HOLLYWOOD, CA - JUNE 20: Actor Chris Messina arrives at the Los Angeles premiere… (Jeffrey Mayer )
Chris Messina, at 38, is the "It" boy of 2012. The summer saw him in two movies ("Ruby Sparks" and "Celeste and Jesse Forever") — and in October, he'll appear in Ben Affleck's "Argo." On the TV front, he's appeared on the final season of "Damages" and plays ratings-obsessed bad guy Reese Lansing on "The Newsroom," which wraps its first season Sunday. This fall, he'll costar in the new Fox comedy from "The Office" alum Mindy Kaling — "The Mindy Project" — as her insufferable, anti-romantic-comedy co-worker Danny Castellano.
You've got photos of Harrison Ford and Judd Hirsch in your trailer — can I ask what that's about?

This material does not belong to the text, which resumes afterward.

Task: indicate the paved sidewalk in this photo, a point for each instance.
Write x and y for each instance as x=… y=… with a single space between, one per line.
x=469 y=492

They're both sort of inspirations for my character on ["The Mindy Project"]. I've been watching a lot of "Taxi" — it's amazing. Judd Hirsch, for me, is a big inspiration. Because I haven't done a lot of comedy, I sort of look to him as how I want to come across. Yeah, he is really, really funny, but he's also honest and real so that's why I have him up on my wall, to sort of remind myself to not push. He never pushed for laughs, and I like his character [Alex Reiger on "Taxi"] so much because he's so flawed and dark and complicated. I think we're trying to do the same with Danny. He's got secrets and a broken heart — his divorce really shattered him. As for the image of Harrison Ford as Han Solo from "Star Wars": I just think he has a swagger that I like. And it's a reminder to have fun with the character, to not make him just grouchy.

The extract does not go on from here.